Les jeunes doivent pouvoir travailler et s’affranchir rapidement d’une rente.

Une rente AI crée des dépendances et favorise la stigmatisation sociale, sans parler de la perte de confiance en soi. Les jeunes qui ne peuvent pas travailler se retrouvent souvent mis à l’écart de la société. D’où l’importance du principe «pas de rente avant 30 ans», qui envoie un signal positif aux jeunes: ils doivent pouvoir travailler et s’affranchir rapidement d’une rente. Investir dans des mesures d’insertion professionnelle permet non seulement d’améliorer la situation personnelle des jeunes, mais aussi la situation financière de l’AI et des PC à long terme.

Si l’on veut mieux exploiter la main-d’œuvre indigène et lutter efficacement contre la pénurie de travailleurs qualifiés, qui s’aggravera immanquablement avec l’arrivée prochaine à la retraite de la génération des babyboomers, il faut aussi renforcer les mesures destinées à insérer les jeunes dans le monde du travail.

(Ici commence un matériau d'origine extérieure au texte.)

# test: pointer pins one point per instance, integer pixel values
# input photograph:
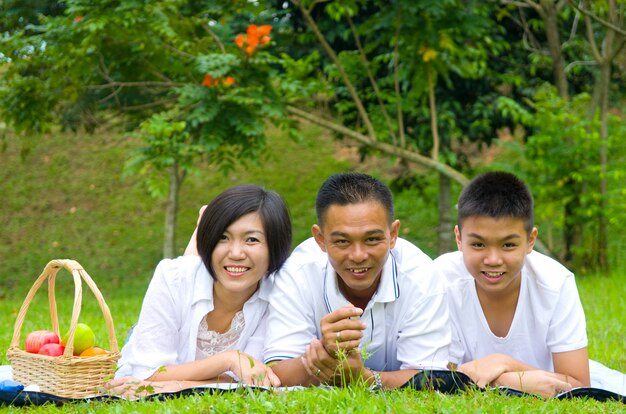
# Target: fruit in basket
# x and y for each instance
(52, 350)
(83, 338)
(36, 339)
(93, 351)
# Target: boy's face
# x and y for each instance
(494, 251)
(357, 239)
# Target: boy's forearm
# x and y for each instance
(292, 372)
(392, 379)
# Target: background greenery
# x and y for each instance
(65, 198)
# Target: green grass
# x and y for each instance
(65, 198)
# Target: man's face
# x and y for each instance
(357, 239)
(494, 252)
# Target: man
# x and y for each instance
(355, 301)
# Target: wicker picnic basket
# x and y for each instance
(66, 375)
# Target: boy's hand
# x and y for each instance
(485, 370)
(539, 382)
(339, 331)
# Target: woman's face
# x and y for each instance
(241, 258)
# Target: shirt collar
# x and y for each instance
(388, 288)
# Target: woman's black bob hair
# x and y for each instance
(236, 202)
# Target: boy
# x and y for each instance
(516, 316)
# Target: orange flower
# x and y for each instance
(264, 30)
(254, 36)
(239, 40)
(252, 31)
(209, 81)
(250, 49)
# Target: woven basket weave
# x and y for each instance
(66, 375)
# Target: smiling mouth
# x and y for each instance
(358, 270)
(492, 275)
(236, 269)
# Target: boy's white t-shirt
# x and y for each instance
(549, 317)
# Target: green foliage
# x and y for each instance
(147, 64)
(561, 164)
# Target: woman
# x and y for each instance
(203, 317)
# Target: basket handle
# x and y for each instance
(49, 273)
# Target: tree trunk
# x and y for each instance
(603, 232)
(573, 233)
(551, 21)
(445, 228)
(171, 211)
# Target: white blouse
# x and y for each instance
(211, 343)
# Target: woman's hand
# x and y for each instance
(131, 388)
(252, 371)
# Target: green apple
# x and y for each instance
(83, 339)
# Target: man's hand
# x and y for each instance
(339, 331)
(132, 388)
(486, 370)
(252, 371)
(326, 369)
(539, 382)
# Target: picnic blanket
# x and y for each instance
(444, 381)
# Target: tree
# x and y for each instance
(386, 69)
(192, 79)
(557, 21)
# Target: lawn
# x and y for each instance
(65, 197)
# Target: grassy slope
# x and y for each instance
(66, 199)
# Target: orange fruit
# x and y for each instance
(93, 351)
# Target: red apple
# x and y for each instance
(52, 349)
(36, 339)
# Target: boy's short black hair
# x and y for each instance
(236, 202)
(352, 188)
(497, 195)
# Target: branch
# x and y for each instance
(603, 22)
(147, 105)
(178, 52)
(592, 41)
(572, 32)
(528, 35)
(433, 111)
(115, 84)
(524, 5)
(396, 84)
(571, 65)
(333, 57)
(110, 96)
(383, 147)
(214, 36)
(373, 82)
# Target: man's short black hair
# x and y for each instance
(236, 202)
(352, 188)
(497, 195)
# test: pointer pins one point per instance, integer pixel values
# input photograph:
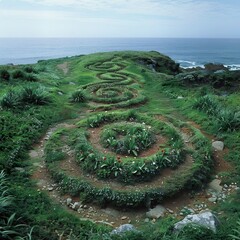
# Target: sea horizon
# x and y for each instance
(188, 51)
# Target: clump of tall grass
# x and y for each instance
(18, 74)
(78, 96)
(227, 120)
(207, 104)
(26, 96)
(34, 95)
(10, 100)
(4, 75)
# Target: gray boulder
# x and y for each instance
(218, 145)
(205, 219)
(124, 228)
(156, 212)
(215, 185)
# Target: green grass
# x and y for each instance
(28, 109)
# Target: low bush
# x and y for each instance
(11, 100)
(30, 69)
(227, 120)
(34, 95)
(78, 97)
(18, 74)
(4, 75)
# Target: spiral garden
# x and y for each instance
(121, 157)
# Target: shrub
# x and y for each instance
(34, 95)
(207, 104)
(78, 96)
(30, 69)
(18, 74)
(30, 78)
(4, 75)
(228, 120)
(10, 100)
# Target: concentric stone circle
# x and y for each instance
(114, 80)
(102, 173)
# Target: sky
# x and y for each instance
(120, 18)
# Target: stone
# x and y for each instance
(146, 220)
(170, 210)
(124, 228)
(76, 206)
(68, 201)
(218, 145)
(33, 154)
(204, 219)
(215, 185)
(112, 212)
(18, 169)
(212, 199)
(156, 212)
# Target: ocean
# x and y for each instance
(188, 52)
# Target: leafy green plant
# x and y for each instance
(207, 104)
(4, 75)
(18, 74)
(11, 100)
(236, 232)
(34, 95)
(78, 96)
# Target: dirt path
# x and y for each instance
(109, 215)
(64, 67)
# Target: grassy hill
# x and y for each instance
(125, 130)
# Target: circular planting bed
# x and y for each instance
(128, 159)
(117, 88)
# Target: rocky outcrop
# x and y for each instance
(205, 219)
(218, 145)
(124, 228)
(156, 212)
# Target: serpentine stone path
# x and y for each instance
(129, 179)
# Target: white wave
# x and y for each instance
(188, 62)
(195, 66)
(233, 67)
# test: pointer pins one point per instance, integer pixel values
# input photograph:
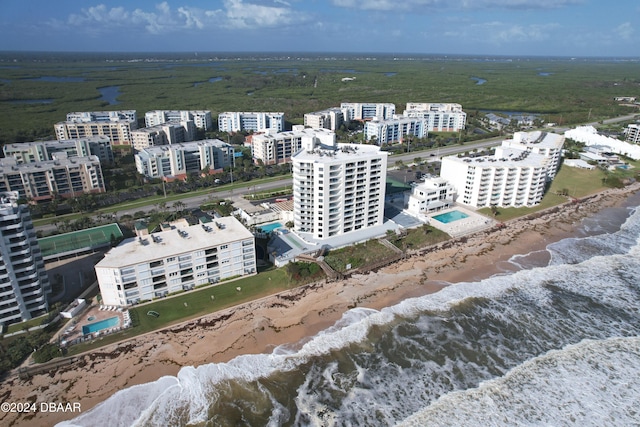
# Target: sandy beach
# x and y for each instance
(292, 316)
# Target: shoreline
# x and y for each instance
(291, 317)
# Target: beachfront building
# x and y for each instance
(367, 111)
(277, 148)
(39, 151)
(337, 188)
(24, 284)
(394, 130)
(64, 176)
(546, 143)
(430, 195)
(331, 118)
(589, 136)
(633, 134)
(200, 118)
(509, 178)
(178, 258)
(250, 121)
(163, 134)
(177, 161)
(446, 117)
(116, 125)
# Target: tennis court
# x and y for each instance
(79, 240)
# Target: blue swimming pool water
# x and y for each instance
(98, 326)
(448, 217)
(268, 228)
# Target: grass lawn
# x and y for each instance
(420, 237)
(194, 304)
(357, 255)
(577, 182)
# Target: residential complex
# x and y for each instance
(394, 130)
(250, 121)
(24, 284)
(633, 134)
(64, 176)
(367, 111)
(30, 152)
(331, 118)
(516, 175)
(178, 258)
(163, 134)
(273, 149)
(200, 118)
(338, 188)
(179, 160)
(430, 195)
(438, 117)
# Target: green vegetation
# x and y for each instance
(571, 92)
(190, 305)
(358, 255)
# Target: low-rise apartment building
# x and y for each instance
(394, 130)
(276, 148)
(176, 161)
(367, 110)
(39, 151)
(66, 177)
(235, 121)
(176, 259)
(200, 118)
(446, 117)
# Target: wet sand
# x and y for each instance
(292, 316)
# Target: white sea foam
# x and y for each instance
(372, 385)
(593, 383)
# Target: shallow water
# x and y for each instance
(557, 340)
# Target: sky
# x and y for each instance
(573, 28)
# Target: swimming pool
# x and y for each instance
(98, 326)
(268, 228)
(448, 217)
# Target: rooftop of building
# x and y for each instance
(180, 239)
(9, 164)
(339, 152)
(504, 157)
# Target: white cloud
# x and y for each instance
(235, 14)
(625, 31)
(417, 5)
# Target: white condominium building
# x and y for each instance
(367, 111)
(547, 144)
(338, 189)
(104, 116)
(38, 151)
(176, 259)
(430, 195)
(331, 119)
(67, 177)
(274, 149)
(250, 121)
(179, 160)
(394, 130)
(201, 118)
(438, 117)
(633, 134)
(509, 178)
(163, 134)
(24, 284)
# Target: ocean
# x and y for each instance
(555, 340)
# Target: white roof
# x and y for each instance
(171, 243)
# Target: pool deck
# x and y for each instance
(461, 227)
(72, 333)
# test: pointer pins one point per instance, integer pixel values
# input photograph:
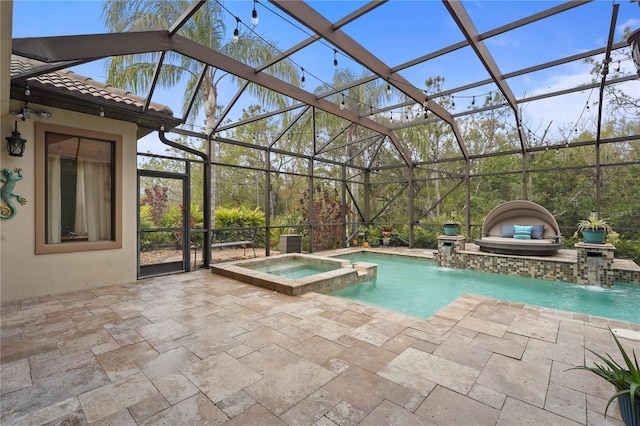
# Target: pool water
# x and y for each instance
(420, 288)
(293, 268)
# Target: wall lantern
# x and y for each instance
(15, 144)
(634, 42)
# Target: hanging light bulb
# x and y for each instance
(236, 32)
(254, 14)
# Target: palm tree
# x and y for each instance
(359, 98)
(206, 26)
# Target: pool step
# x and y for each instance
(365, 270)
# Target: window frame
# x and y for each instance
(41, 246)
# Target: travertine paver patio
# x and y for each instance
(200, 349)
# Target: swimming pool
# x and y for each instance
(420, 288)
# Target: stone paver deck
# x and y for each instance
(199, 349)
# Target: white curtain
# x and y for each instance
(93, 200)
(54, 205)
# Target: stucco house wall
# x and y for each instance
(24, 274)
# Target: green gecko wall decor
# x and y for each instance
(6, 192)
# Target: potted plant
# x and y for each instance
(625, 378)
(594, 230)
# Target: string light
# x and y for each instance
(254, 14)
(236, 32)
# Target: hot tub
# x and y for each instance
(296, 273)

Les employeurs l’ont compris et s’engagent de plus en plus et avec succès en faveur de l’intégration professionnelle, comme en témoignent les chiffres: depuis 2012, quelque 20 000 personnes annoncées à l’AI ont pu, chaque année, conserver ou trouver un nouvel emploi. D’ailleurs, le nombre de personnes dont l’employabilité a été maintenue (sans que le système de l’AI n’aie à intervenir) grâce à des mesures ciblées telles que le case management proposé par les assureurs privés ou les employeurs est certainement plus élevé encore. D’un point de vue économique, les entreprises ont aussi tout intérêt à garder leurs employés malgré leur handicap. Car les longues absences sont synonymes de coûts élevés et de pertes de savoir-faire.

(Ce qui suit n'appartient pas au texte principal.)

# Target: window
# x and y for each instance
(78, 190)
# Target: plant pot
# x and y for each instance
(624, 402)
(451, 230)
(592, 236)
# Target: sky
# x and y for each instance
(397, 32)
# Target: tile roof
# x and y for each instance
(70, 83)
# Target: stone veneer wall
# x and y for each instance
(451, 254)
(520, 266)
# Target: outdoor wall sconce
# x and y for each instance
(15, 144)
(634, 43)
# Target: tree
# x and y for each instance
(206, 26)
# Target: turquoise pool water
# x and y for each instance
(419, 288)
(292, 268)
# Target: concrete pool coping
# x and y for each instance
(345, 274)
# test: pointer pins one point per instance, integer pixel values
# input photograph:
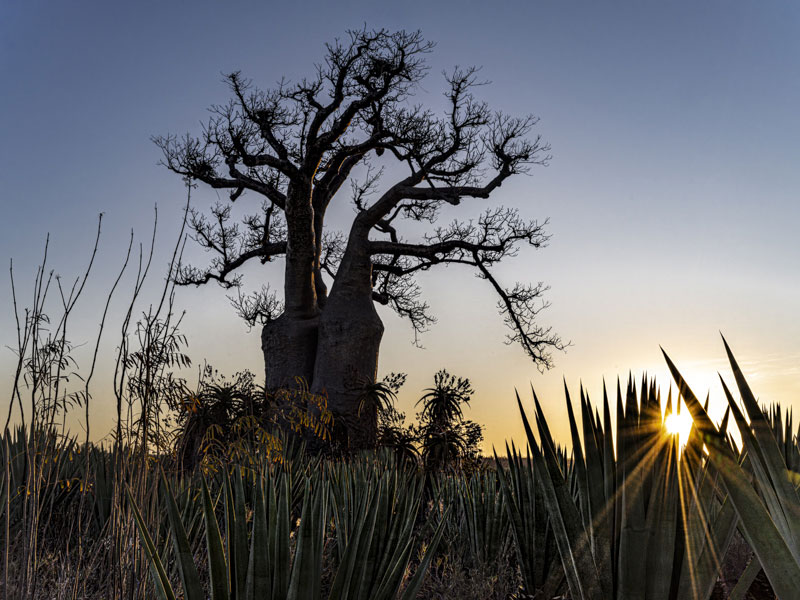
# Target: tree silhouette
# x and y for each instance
(353, 121)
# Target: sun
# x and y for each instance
(679, 424)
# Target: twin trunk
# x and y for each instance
(334, 349)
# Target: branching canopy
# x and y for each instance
(295, 146)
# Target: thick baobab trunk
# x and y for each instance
(350, 333)
(347, 358)
(290, 348)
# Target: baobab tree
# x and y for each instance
(296, 146)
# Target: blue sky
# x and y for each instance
(672, 193)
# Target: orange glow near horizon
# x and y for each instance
(679, 424)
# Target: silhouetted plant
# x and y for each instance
(446, 438)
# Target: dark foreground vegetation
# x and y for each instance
(259, 516)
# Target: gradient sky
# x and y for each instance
(672, 193)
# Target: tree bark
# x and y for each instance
(336, 349)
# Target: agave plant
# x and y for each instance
(762, 487)
(373, 519)
(478, 524)
(637, 523)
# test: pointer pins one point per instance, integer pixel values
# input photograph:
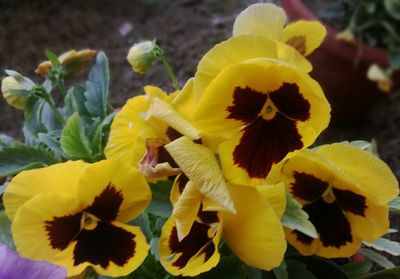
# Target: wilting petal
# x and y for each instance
(255, 234)
(239, 49)
(186, 209)
(111, 190)
(198, 163)
(129, 131)
(15, 267)
(29, 183)
(163, 111)
(196, 253)
(112, 249)
(262, 20)
(304, 36)
(45, 227)
(378, 182)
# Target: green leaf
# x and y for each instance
(376, 258)
(5, 230)
(75, 101)
(5, 141)
(22, 157)
(74, 141)
(393, 273)
(385, 245)
(394, 205)
(52, 57)
(393, 8)
(143, 222)
(356, 269)
(97, 87)
(160, 204)
(52, 143)
(296, 218)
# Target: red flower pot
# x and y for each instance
(341, 69)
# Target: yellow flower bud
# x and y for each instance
(73, 61)
(9, 83)
(141, 56)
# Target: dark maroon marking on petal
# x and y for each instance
(290, 102)
(307, 187)
(266, 142)
(62, 230)
(182, 181)
(106, 205)
(330, 222)
(197, 240)
(173, 134)
(104, 244)
(247, 104)
(350, 201)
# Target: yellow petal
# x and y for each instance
(255, 231)
(186, 209)
(276, 196)
(304, 36)
(113, 191)
(134, 258)
(377, 181)
(238, 49)
(129, 131)
(195, 254)
(34, 238)
(58, 178)
(260, 19)
(162, 110)
(198, 163)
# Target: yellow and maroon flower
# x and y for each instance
(268, 20)
(345, 191)
(73, 214)
(266, 110)
(206, 207)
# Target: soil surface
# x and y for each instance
(185, 29)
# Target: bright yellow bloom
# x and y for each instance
(345, 191)
(206, 207)
(73, 61)
(266, 110)
(9, 83)
(268, 20)
(144, 125)
(73, 214)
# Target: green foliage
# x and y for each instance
(296, 218)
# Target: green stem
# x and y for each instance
(169, 71)
(53, 108)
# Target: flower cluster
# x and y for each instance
(234, 143)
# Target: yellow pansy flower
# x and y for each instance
(73, 214)
(266, 110)
(144, 125)
(345, 191)
(268, 20)
(206, 209)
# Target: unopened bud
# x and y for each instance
(72, 61)
(10, 83)
(377, 74)
(141, 56)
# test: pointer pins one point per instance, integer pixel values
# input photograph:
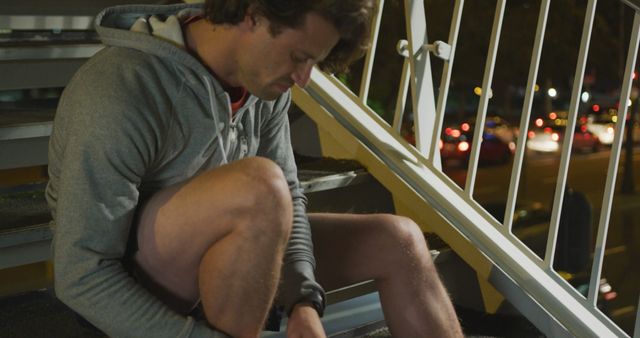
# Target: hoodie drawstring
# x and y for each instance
(215, 120)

Les craintes soulevées par le principe «pas de rente avant 30 ans» sont donc infondées. Plutôt que de mener une guerre des tranchées idéologique, les parlementaires feraient mieux de se concentrer sur des mesures professionnelles ciblées visant à aider les jeunes adultes atteints dans leur santé à s’intégrer dans le monde du travail. Compte tenu des 3000 nouvelles rentes AI allouées chaque année à des personnes de moins de 30 ans, opter directement pour le versement d’une rente AI au lieu d’investir davantage dans des mesures d’intégration sur le marché du travail revient à un aveu d’impuissance.